The James Webb Telescope captured a dramatic image of a newborn star

A new image of the Herbig-Haro object captured by the James Webb Space Telescope shows a dramatic outflow from a young star. These luminous flares are created when stellar winds rush in the opposite direction of a newborn star, as jets of gas hit nearby dust and gas at incredible speeds. These objects can be very large, up to several light years across, and they shine brightly in the infrared wavelengths at which James Webb operates.

This image shows the Herbig-Haro object HH ​​797, which is located close to the star cluster IC 348, and also close to another Herbig-Haro object captured by Webb recently: HH 211.

The NASA/European Space Agency/Canadian Space Agency’s James Webb Space Telescope reveals intricate details of the object Herbig Haro 797 (HH 797). Herbig-Haro objects are luminous regions around newborn stars (known as protostars), and are formed when stellar winds or jets of gas ejected from these newborn stars form shock waves that collide with nearby gas and dust at high speeds. ESA/Webb, NASA & CSA, T. Ray (Dublin Institute for Advanced Study)
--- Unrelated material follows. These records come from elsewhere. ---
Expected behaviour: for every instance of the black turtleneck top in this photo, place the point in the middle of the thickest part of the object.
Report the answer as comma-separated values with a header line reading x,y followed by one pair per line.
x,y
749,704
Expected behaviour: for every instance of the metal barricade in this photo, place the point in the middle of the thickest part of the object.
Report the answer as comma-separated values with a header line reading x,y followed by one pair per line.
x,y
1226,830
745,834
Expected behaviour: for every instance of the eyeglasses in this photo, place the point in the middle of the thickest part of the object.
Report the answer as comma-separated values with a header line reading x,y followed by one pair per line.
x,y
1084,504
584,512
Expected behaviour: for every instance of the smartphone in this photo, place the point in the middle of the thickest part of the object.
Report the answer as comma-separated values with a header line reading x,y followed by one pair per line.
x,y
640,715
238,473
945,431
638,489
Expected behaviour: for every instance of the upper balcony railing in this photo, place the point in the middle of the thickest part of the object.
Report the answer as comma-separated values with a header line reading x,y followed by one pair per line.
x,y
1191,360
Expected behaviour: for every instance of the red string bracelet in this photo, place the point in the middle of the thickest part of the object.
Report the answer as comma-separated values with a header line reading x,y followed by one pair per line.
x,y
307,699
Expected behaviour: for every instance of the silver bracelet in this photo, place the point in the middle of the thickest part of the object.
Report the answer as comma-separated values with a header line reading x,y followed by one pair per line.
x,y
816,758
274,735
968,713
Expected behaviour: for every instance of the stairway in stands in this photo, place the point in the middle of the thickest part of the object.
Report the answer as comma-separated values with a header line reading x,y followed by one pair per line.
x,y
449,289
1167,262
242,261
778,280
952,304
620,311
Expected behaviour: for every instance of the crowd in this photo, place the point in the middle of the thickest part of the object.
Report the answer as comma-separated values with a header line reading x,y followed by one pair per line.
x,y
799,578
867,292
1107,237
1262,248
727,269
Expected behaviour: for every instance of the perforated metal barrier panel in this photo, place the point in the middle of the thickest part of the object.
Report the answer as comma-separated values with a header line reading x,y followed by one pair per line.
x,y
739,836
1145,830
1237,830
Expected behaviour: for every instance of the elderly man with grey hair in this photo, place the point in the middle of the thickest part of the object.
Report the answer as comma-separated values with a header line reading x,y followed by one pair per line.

The image was taken using Webb’s Near Infrared Camera (NIRCam) instrument, which is well suited to probing young stars, Webb scientists explained in a statement, : “Infrared imaging is a powerful way to study newborn stars and their outflows, because the youngest stars are still embedded in the gas and dust that formed them. Infrared emissions from the star’s outflow penetrate the obscuring gas and dust, making the Herbig-Haro object ideal for observations with Webb’s sensitive infrared instruments.

“Molecules excited by turbulent conditions, including hydrogen and carbon monoxide molecules, emit infrared light that Webb can collect to visualize the structure of the outflow. NIRCam is very good at observing hot (thousands of degrees Celsius) molecules excited by shocks.”

The Herbig-Haro object is unusual because scientists initially believed it was created from a single young star, like most similar objects. But these detailed observations reveal that there are actually two sets of outflows, originating from a pair of stars at the center.

In addition to the bright ripples of Herbig-Haro objects at the bottom of the image, it is also expected that there will be more new stars being born at the top of the image. The bright spots in shades of yellow and green are believed to be home to two young protostars.